Asphaltene molecular and nanocolloidal
structures have largely
been resolved enabling development of structure–function relations
of asphaltenes. Atomic force microscopy (AFM) and scanning tunneling
microscopy (STM) have provided the first direct molecular structures
of many asphaltenes with extension into broader distributions of petroleum
pitch. These studies confirmed previous findings of dominant island
architecture, moderate-sized polycyclic aromatic hydrocarbons (PAHs)
with significant variability in the number and geometry of these rings.

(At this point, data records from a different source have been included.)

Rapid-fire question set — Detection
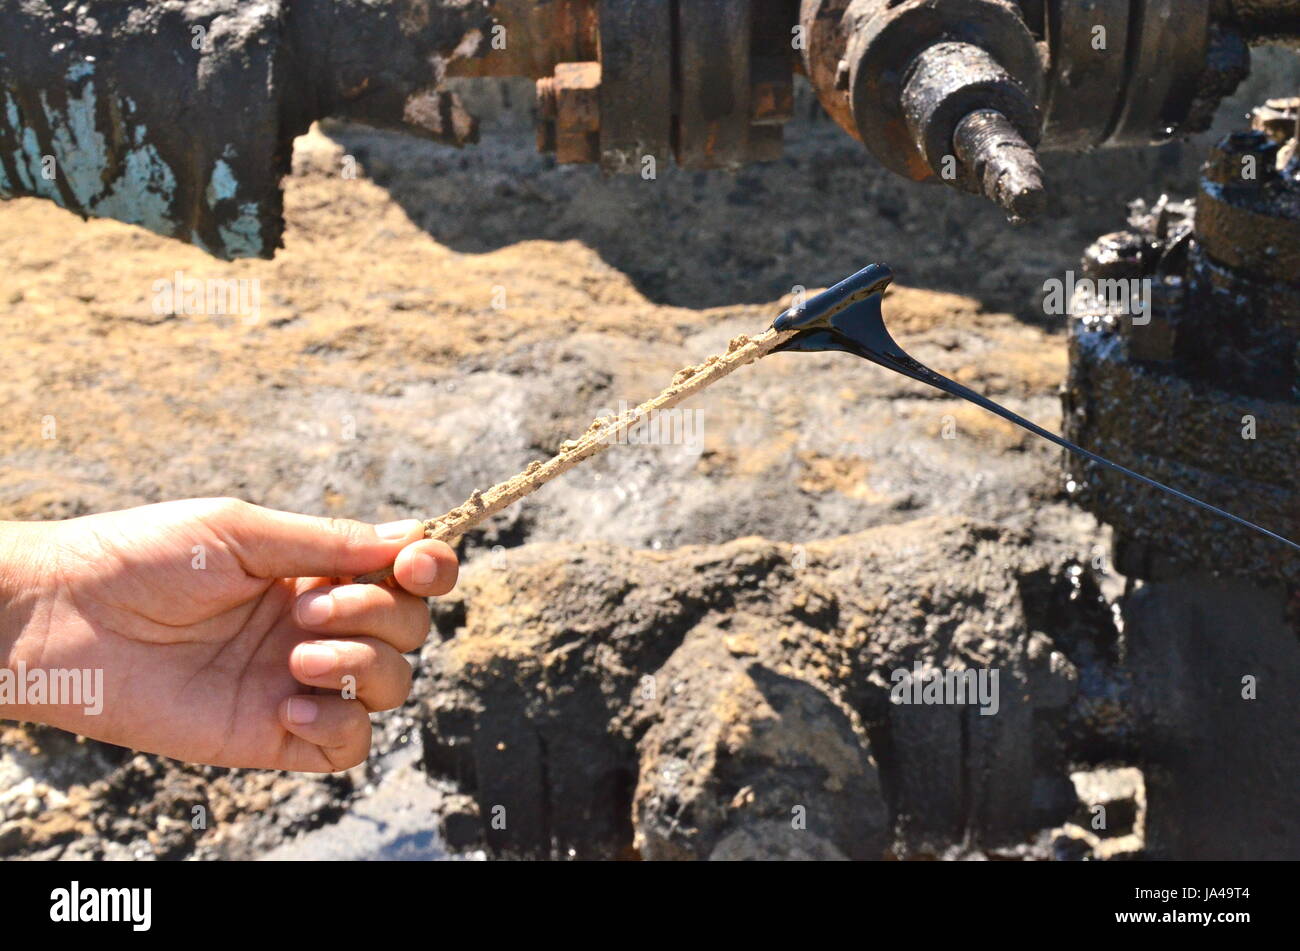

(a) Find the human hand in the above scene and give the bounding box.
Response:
[0,498,457,771]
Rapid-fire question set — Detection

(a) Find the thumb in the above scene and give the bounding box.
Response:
[215,502,424,579]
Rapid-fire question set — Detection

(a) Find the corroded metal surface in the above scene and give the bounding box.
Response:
[1196,130,1300,284]
[802,0,1261,215]
[798,0,861,139]
[0,2,291,259]
[0,0,494,259]
[536,62,602,164]
[1104,0,1210,146]
[595,0,673,172]
[1,0,1290,243]
[1041,0,1132,149]
[1065,335,1300,583]
[677,0,756,170]
[844,0,1043,183]
[535,0,797,170]
[1063,120,1300,586]
[446,0,599,78]
[953,110,1047,222]
[1043,0,1224,148]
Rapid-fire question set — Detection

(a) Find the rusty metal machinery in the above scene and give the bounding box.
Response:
[2,1,1298,256]
[798,0,1268,219]
[1061,102,1300,857]
[427,0,1296,219]
[410,0,1296,220]
[0,0,498,259]
[1064,101,1300,589]
[447,0,798,170]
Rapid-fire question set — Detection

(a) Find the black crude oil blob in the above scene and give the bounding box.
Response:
[771,264,1300,554]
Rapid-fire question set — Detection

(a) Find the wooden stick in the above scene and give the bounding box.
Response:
[355,325,797,584]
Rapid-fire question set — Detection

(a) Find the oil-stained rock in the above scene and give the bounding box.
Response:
[0,724,354,860]
[632,641,889,861]
[417,515,1112,859]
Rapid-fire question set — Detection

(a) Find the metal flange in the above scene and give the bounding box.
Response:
[798,0,861,141]
[844,0,1043,182]
[1104,0,1210,146]
[1042,0,1132,149]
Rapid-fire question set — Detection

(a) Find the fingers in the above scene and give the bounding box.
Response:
[211,498,425,579]
[277,695,372,772]
[278,626,421,771]
[295,583,430,652]
[206,499,460,596]
[289,637,413,711]
[393,539,458,597]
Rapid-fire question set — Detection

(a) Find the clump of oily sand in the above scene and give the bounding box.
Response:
[356,326,795,584]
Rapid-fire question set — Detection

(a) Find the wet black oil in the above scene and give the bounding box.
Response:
[770,264,1300,554]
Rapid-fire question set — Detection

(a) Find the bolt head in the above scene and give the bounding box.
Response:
[552,61,601,164]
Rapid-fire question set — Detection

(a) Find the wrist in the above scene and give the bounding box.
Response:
[0,521,54,718]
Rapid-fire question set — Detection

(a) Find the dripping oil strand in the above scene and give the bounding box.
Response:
[772,264,1300,556]
[893,350,1300,554]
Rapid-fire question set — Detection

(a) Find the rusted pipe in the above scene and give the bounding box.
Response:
[0,1,494,259]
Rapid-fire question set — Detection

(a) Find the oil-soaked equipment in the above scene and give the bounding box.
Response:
[2,1,1298,255]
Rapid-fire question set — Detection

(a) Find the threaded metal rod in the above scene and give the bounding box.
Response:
[953,109,1047,222]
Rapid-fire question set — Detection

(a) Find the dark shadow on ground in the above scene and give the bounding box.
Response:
[326,59,1293,322]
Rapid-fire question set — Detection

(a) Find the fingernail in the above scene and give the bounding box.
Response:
[376,519,419,540]
[412,551,438,586]
[297,590,333,626]
[296,644,337,677]
[286,697,318,725]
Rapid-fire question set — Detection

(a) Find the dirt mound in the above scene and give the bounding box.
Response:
[416,516,1118,859]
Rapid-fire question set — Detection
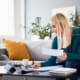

The Yen–Mullins model of centroids of molecular and nanocolloidal
species of asphaltenes continues to provide foundations for thermodynamic
treatment of crude oils, for both bulk and surface. Herein, these
asphaltene structures are subject to the stringent test of modeling
dynamic function along with static function. Recent results impact
evaluation of the molecular management of heavy oil refining for the
hydrotreatment process. Roughly, 25,000 reactions were considered
acting on ∼17,000 molecules. Reactants and products are probed
with ultrahigh-resolution mass spectrometry. In modeling, consistency
is required with AFM molecular imaging results of asphaltenes. Excellent
agreement is obtained between modeling and experiment, increasing
accuracy and robustness. Thermodynamic treatments of asphaltenes in
bulk and surface are shown within a structure–dynamic function
setting. Two oilfield reservoirs are reviewed which are undergoing
different diffusive processes in geologic time. The dynamic model
to evaluate both reservoirs couples the simplest solution of the diffusion
equation with a quasi-equilibrium state employing the Yen–Mullins
model in parts distant from the diffusive process, and excellent agreement
between modeling and measurement is obtained. For interfacial tension
(IFT), a static model employing the simple Langmuir equation successfully
treats solutions of moderate asphaltene concentrations and is consistent
with AFM images of asphaltenes. A first-order dynamic correction of
time evolution of the IFT can be accounted for considering some molecular
polydispersity. Structure–dynamic function relations are established
for asphaltenes in three very different arenas.